How is this different from link building?
Link building optimised for a machine that counted links as votes; digital PR for AI optimises for a machine that reads sentences as meaning. The old game could be satisfied by a link with little regard for context — the link itself carried the value. A generative model does not need a hyperlink at all to register that you exist and what you are; an unlinked mention in a credible source still teaches it something, and a mention that describes you well is worth more than a bare link that says nothing. So the craft moves from acquiring links to earning accurate, substantive mentions in trusted places — coverage that actually says who you are, what you do, and why you are credible. The overlap with old link building is real, but the unit of value has changed from the link to the described mention, which rewards genuine newsworthiness and substance over the mechanics of placement.

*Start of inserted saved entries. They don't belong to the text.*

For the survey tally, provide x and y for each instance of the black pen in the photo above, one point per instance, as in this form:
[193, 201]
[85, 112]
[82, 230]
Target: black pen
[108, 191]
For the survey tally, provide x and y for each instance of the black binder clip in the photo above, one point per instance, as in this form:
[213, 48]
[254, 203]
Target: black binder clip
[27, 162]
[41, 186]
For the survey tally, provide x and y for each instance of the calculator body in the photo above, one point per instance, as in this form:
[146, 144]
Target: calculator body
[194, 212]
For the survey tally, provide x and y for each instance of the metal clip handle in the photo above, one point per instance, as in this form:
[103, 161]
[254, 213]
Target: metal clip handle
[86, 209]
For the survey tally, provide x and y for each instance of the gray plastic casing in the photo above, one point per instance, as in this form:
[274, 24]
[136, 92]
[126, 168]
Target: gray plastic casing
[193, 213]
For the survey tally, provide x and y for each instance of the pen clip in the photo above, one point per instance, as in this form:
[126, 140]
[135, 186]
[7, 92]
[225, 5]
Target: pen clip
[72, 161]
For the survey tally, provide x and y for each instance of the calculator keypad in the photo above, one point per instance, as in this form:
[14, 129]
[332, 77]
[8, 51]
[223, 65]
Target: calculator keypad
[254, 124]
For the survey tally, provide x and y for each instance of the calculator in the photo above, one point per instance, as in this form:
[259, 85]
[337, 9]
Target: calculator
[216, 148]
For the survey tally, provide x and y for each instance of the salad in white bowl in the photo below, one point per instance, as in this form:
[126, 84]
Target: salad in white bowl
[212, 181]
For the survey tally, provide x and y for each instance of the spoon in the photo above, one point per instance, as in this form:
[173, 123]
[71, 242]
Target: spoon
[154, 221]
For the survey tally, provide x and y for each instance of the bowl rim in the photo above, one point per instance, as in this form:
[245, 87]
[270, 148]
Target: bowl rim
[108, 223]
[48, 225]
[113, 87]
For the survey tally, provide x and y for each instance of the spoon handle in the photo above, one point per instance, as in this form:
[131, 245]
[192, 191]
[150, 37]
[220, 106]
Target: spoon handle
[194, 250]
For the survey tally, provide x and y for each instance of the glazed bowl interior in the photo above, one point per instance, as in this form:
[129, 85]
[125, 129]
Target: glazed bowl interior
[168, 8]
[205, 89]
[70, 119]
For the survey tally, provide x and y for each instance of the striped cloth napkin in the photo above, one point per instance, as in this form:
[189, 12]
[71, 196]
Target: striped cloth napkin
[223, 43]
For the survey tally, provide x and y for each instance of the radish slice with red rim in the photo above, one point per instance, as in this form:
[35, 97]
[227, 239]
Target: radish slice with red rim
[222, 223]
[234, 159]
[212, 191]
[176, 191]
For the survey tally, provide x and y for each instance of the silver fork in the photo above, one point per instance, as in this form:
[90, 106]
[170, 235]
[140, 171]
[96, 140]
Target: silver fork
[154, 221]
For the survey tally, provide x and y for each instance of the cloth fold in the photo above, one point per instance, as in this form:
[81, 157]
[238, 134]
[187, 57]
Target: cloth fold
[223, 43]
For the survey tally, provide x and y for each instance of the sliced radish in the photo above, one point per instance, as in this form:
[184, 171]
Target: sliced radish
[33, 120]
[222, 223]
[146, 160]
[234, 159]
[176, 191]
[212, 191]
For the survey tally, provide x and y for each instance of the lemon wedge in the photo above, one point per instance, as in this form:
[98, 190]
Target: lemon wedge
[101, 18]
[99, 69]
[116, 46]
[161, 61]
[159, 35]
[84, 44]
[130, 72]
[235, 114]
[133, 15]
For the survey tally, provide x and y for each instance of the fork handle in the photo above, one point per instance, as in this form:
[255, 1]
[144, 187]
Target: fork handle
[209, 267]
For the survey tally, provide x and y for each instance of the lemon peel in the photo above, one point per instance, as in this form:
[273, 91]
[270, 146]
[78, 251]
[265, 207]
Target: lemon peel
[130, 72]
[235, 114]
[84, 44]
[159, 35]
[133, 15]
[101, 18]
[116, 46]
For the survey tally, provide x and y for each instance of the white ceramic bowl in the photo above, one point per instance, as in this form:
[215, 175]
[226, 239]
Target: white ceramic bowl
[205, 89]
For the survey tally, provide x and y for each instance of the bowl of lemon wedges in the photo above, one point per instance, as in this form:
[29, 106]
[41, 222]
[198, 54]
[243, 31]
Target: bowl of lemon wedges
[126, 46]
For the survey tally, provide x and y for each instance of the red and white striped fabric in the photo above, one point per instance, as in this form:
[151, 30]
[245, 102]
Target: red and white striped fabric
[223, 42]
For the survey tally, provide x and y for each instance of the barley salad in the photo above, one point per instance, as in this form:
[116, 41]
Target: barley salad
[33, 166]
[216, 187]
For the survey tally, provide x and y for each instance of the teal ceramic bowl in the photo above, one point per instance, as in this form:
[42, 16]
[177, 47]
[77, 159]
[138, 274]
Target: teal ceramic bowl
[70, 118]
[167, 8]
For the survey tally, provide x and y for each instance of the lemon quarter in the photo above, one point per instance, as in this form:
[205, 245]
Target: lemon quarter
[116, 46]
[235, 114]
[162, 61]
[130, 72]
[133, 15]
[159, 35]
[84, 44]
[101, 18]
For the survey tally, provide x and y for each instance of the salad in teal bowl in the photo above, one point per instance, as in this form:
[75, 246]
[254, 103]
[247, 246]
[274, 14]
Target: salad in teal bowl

A note on sources and certainty
This is written in October 2024. The claim that AI search leans on third-party sources rests on the audits available then — work like Li and Sinnamon’s 2024 study of ChatGPT, Bing Chat and Perplexity, which found citations dominated by commercial and news sites rather than academic or owned pages. We have deliberately not quoted the precise source-share figures that circulated later — which domain accounts for what percentage of which engine’s citations — because those large-scale measurements were assembled afterward, and borrowing them backward would lend a false precision to an October 2024 view. What was already clear, and is what this note rests on, is the direction: models corroborate across independent sources and rarely cite a brand’s own pages, so earned media is central to AI visibility. That has been the AC Group’s working assumption for 27 years — that authority is granted by others, not asserted by yourself.